5. Completely online
Students already do everything online, it is time their learning materials followed suit. Modern business simulation games are entirely web-based and make it easy for both students and teachers to access from anywhere in the world. With multitude of universities offering blended or completely online classes to people around the world, it is easy to see how the convenience of such accessibility would be of importance to the new generation of learners.
6. Big picture thinking
A common complaint of students is that while they learn a lot about individual business topics in separate courses, there is little to no possibility for them to connect these interdependent subjects in any meaningful way.
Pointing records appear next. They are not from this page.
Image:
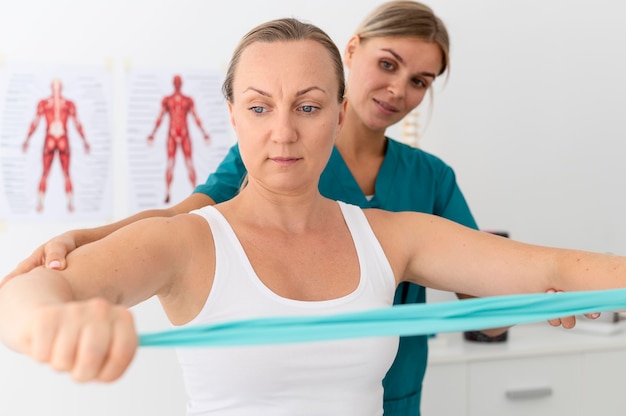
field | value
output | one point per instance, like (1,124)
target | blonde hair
(407,18)
(281,30)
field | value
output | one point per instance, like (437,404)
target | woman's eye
(419,83)
(308,108)
(387,65)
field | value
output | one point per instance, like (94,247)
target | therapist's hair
(406,18)
(285,30)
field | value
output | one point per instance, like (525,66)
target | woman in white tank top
(278,248)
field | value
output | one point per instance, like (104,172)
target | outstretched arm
(77,320)
(438,253)
(221,185)
(53,253)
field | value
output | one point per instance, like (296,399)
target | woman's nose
(284,129)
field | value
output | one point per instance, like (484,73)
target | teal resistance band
(416,319)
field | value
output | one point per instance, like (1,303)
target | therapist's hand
(569,321)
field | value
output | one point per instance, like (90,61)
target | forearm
(21,297)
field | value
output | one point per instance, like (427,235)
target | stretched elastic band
(414,319)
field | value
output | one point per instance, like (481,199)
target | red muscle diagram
(56,111)
(178,107)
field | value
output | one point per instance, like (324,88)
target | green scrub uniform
(409,180)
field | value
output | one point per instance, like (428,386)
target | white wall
(531,119)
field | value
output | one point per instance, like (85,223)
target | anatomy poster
(55,143)
(178,132)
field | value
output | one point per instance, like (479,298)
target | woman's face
(285,113)
(389,76)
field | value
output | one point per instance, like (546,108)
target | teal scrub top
(409,180)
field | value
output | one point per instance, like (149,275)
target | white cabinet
(539,371)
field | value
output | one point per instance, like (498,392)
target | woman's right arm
(220,186)
(77,319)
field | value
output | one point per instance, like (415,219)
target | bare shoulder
(382,220)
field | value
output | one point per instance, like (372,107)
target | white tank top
(317,378)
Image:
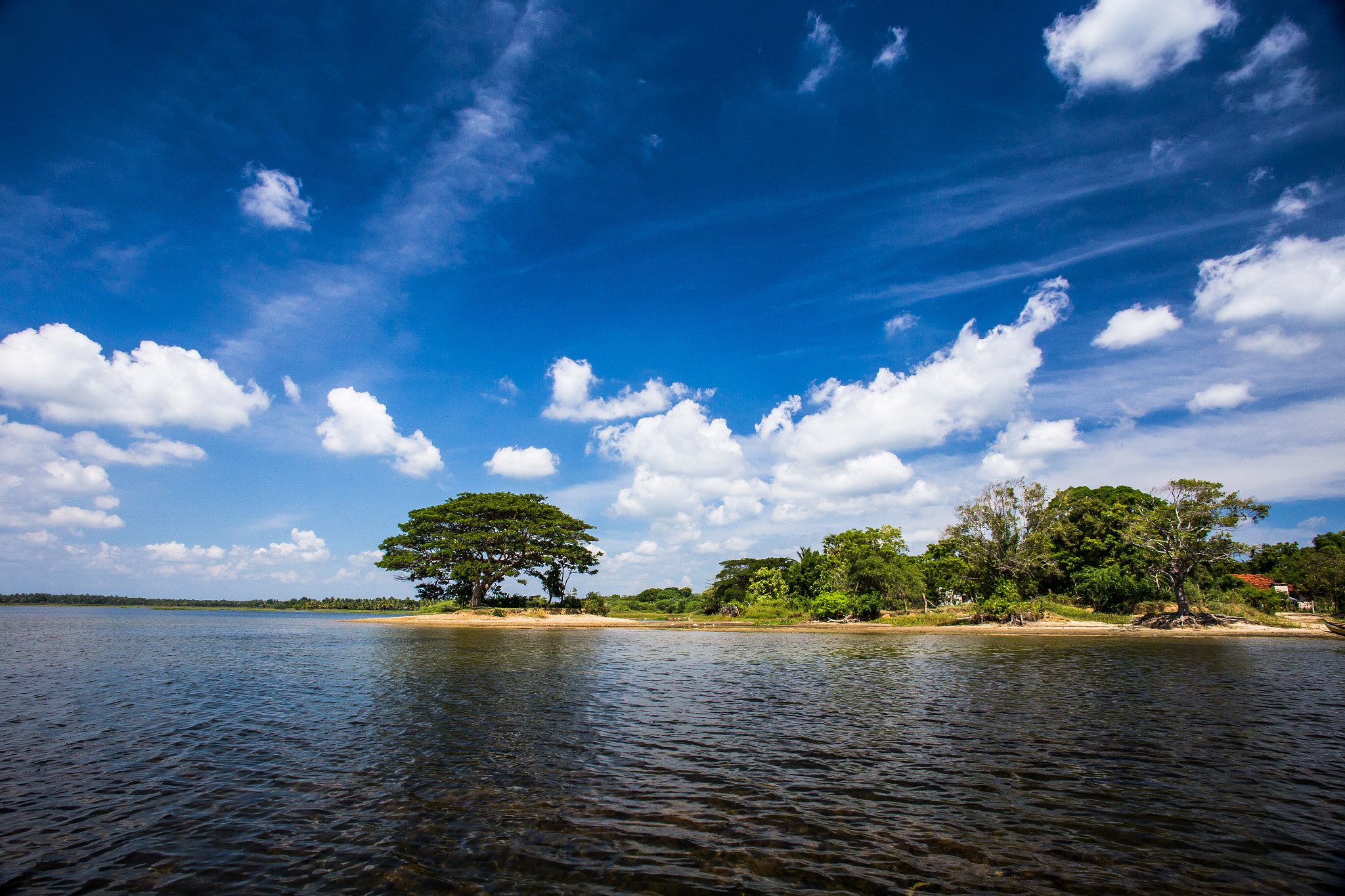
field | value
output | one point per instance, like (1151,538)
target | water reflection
(299,754)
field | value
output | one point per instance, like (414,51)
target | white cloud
(1296,277)
(505,391)
(1275,453)
(893,51)
(39,480)
(273,200)
(1222,395)
(303,545)
(82,519)
(147,449)
(1296,200)
(829,46)
(958,390)
(692,471)
(899,324)
(361,426)
(1136,326)
(1281,41)
(1274,341)
(284,562)
(1278,82)
(522,464)
(65,377)
(571,385)
(1132,43)
(1023,448)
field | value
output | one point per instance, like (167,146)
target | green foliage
(1188,527)
(767,585)
(1320,572)
(810,575)
(1110,590)
(271,603)
(731,584)
(1088,530)
(1001,602)
(1271,559)
(830,605)
(478,540)
(1002,535)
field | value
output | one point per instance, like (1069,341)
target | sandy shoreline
(1048,628)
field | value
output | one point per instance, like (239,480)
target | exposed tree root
(1185,621)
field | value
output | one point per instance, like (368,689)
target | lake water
(286,753)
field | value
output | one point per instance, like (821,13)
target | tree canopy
(471,543)
(1191,526)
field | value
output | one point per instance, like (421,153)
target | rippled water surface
(271,753)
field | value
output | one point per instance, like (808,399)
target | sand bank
(512,620)
(539,620)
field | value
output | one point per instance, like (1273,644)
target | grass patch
(1084,616)
(1251,614)
(920,620)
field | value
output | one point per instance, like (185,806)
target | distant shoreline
(463,620)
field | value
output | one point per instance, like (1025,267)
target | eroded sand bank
(541,620)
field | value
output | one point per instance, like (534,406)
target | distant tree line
(1113,548)
(294,603)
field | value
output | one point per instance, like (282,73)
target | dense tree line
(295,603)
(1113,548)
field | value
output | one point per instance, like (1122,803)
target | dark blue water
(268,753)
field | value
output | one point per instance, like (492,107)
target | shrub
(830,605)
(1110,590)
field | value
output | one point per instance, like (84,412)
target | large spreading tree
(1191,526)
(477,540)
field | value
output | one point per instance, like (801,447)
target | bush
(830,605)
(1110,590)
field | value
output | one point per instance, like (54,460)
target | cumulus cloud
(1132,43)
(1296,200)
(280,561)
(958,390)
(147,449)
(1223,395)
(303,544)
(1136,326)
(1275,81)
(571,386)
(899,324)
(1274,341)
(1297,277)
(1023,448)
(829,46)
(893,51)
(690,471)
(505,391)
(64,375)
(522,464)
(361,426)
(41,479)
(272,200)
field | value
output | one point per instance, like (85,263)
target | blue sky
(718,280)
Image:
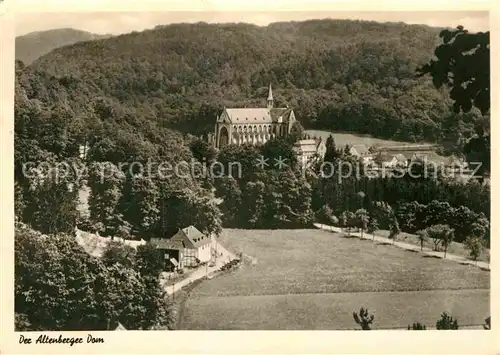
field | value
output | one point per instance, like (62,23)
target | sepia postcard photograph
(224,170)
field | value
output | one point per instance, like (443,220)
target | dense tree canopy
(462,65)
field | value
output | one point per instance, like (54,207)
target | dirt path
(427,251)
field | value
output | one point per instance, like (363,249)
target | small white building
(307,149)
(188,247)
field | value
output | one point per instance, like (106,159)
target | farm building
(307,149)
(359,150)
(187,248)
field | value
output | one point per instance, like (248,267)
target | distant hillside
(338,75)
(33,45)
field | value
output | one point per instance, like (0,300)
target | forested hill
(340,75)
(33,45)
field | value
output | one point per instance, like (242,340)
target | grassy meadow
(313,279)
(341,139)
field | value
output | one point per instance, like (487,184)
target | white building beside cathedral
(237,126)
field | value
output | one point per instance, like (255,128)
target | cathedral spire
(270,100)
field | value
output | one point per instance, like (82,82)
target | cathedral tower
(270,101)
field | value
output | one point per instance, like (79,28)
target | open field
(312,279)
(341,139)
(454,248)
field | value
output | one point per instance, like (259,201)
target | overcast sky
(124,22)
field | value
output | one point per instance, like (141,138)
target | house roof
(189,237)
(401,157)
(257,115)
(307,145)
(195,236)
(120,327)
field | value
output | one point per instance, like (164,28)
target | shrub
(364,319)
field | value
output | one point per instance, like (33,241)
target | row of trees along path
(459,259)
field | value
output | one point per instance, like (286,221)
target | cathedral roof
(257,115)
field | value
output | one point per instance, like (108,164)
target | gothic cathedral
(236,126)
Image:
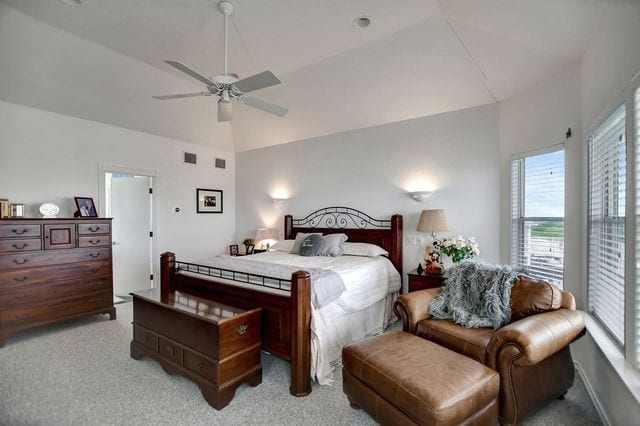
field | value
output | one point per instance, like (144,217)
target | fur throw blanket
(476,295)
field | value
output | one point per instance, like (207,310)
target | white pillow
(298,242)
(284,245)
(363,249)
(333,244)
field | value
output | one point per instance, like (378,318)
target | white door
(129,204)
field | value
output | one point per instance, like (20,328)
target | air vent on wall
(190,158)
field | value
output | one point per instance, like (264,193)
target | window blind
(606,222)
(537,215)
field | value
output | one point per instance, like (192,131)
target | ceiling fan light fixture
(362,22)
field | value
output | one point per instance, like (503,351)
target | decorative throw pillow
(298,242)
(333,244)
(311,245)
(284,245)
(530,296)
(363,249)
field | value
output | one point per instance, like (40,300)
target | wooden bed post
(300,334)
(396,241)
(288,227)
(167,266)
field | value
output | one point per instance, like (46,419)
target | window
(537,215)
(606,224)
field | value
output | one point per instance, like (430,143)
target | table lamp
(265,237)
(432,221)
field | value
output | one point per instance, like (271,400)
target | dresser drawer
(146,337)
(52,257)
(24,244)
(21,316)
(201,365)
(30,295)
(94,228)
(29,277)
(94,241)
(20,230)
(170,350)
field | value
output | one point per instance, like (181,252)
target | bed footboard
(284,318)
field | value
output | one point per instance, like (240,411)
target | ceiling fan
(227,86)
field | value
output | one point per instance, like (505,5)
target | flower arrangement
(459,248)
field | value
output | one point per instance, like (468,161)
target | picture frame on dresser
(86,207)
(209,200)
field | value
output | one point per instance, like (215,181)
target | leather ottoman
(399,378)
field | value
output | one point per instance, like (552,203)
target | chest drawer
(94,241)
(27,316)
(30,295)
(94,228)
(22,278)
(19,230)
(18,245)
(45,258)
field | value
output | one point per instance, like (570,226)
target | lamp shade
(432,221)
(265,234)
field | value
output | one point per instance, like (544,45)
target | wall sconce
(421,196)
(278,200)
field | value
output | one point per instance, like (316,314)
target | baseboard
(592,395)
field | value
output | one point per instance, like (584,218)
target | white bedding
(363,309)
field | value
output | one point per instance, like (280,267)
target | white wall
(538,117)
(51,157)
(371,169)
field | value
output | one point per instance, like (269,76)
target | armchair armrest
(414,307)
(536,337)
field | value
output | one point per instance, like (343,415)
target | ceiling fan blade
(185,69)
(258,81)
(224,111)
(278,110)
(183,95)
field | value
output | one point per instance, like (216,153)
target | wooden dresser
(53,269)
(214,345)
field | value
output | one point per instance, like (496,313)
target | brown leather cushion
(471,342)
(530,296)
(429,383)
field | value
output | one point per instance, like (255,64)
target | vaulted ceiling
(103,60)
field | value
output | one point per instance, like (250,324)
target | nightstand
(424,280)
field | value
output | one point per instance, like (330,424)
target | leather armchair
(531,354)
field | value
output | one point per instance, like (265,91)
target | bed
(293,327)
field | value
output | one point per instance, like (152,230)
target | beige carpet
(79,373)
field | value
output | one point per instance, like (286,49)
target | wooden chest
(214,345)
(53,269)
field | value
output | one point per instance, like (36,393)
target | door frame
(153,174)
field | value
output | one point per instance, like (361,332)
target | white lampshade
(432,221)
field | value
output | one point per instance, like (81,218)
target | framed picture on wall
(86,208)
(209,200)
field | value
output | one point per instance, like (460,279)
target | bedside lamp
(432,221)
(266,237)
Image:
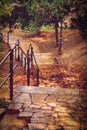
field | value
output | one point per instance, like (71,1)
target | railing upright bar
(18,51)
(21,58)
(25,64)
(37,77)
(28,68)
(8,37)
(15,52)
(11,74)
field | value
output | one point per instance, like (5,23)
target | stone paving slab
(52,108)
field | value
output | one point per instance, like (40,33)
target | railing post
(25,64)
(37,76)
(28,68)
(31,56)
(18,50)
(21,57)
(11,74)
(8,38)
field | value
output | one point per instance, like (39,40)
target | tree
(6,8)
(48,11)
(80,17)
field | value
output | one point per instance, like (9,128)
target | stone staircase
(50,108)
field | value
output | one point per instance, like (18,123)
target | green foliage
(80,19)
(5,7)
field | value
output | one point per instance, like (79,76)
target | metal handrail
(29,58)
(3,82)
(4,59)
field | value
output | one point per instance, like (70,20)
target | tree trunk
(60,49)
(56,32)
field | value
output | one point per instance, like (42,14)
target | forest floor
(68,70)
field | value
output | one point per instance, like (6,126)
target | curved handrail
(7,76)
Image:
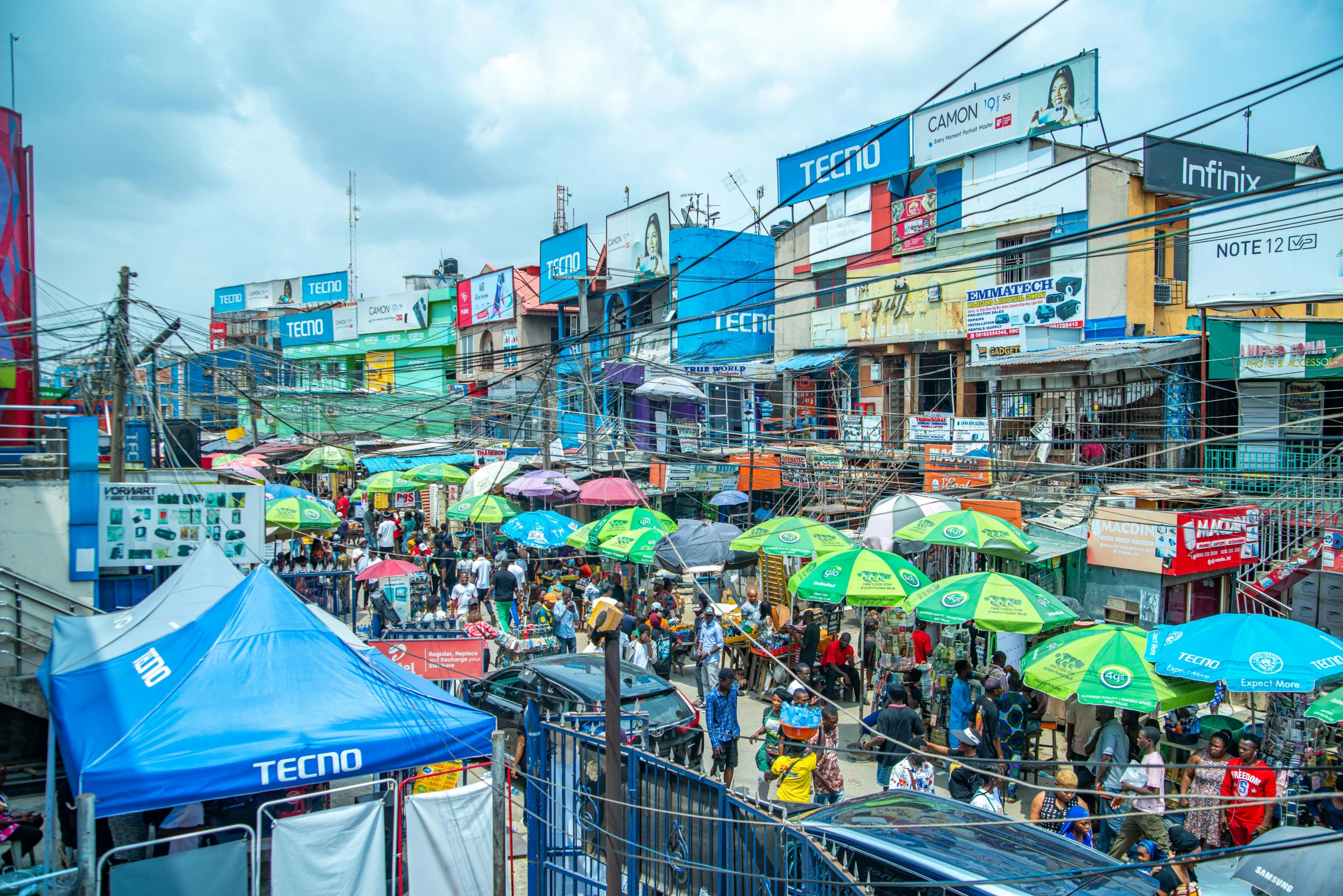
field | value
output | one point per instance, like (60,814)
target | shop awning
(811,361)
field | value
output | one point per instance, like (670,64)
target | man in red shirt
(922,643)
(837,662)
(1249,778)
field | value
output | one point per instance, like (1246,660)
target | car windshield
(664,709)
(916,824)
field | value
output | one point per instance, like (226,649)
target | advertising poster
(844,163)
(394,313)
(485,298)
(1059,301)
(563,254)
(637,242)
(1059,95)
(957,466)
(914,223)
(149,525)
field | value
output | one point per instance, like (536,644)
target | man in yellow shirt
(793,770)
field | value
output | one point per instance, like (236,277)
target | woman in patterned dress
(1199,788)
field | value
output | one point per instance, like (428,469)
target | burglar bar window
(828,279)
(1024,265)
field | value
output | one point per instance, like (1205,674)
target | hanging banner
(151,525)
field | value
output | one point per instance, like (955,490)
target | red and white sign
(438,659)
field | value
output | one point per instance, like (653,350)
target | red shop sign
(438,659)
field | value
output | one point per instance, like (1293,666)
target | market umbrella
(390,482)
(539,529)
(543,483)
(698,543)
(484,509)
(1251,652)
(301,514)
(864,577)
(994,601)
(1296,862)
(1105,666)
(793,537)
(280,490)
(899,511)
(489,477)
(440,474)
(382,569)
(636,545)
(969,529)
(613,490)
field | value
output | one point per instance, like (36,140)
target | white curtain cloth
(336,852)
(451,841)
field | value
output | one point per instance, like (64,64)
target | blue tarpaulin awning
(260,693)
(811,361)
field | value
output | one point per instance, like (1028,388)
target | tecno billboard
(861,157)
(562,255)
(637,242)
(1059,95)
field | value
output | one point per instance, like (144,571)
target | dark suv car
(576,683)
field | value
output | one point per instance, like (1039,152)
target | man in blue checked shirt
(720,718)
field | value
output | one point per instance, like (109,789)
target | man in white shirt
(386,537)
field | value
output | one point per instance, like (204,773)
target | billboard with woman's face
(637,242)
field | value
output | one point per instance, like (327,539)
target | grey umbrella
(698,542)
(1302,866)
Business simulations are designed to help the holistic understanding of various business disciplines by putting teams in charge of all relevant company functions including production, marketing, logistics, finance etc., allowing learners to see the relationship between departments, and how decisions within them affect bottom line performance.
In summary, using business simulations in your course will:
- Give you the ability to better illustrate theoretical business concepts
- Increase student engagement and enjoyment
- Improve student knowledge retention, decision making and teamwork skills
- Allow you to run all of your simulation based courses online in any format (classroom, blended, online)
- Give you a powerful tool to test the hands on skills and strategic thinking of students
"As someone with no marketing background, I found the Cesim SimBrand marketing simulation a very useful tool. The most important thing for me was that it gave me some ´experience´ on which to hang the marketing knowledge from the lectures. For example, when discussing advertising and distribution channels I could think about how the theory affected SimBrand. Being able to apply the material to my new ´experience´ allowed me to understand more of the subtleties than I otherwise would have been able to", says Louise Elliot, MBA, University of Leeds, UK.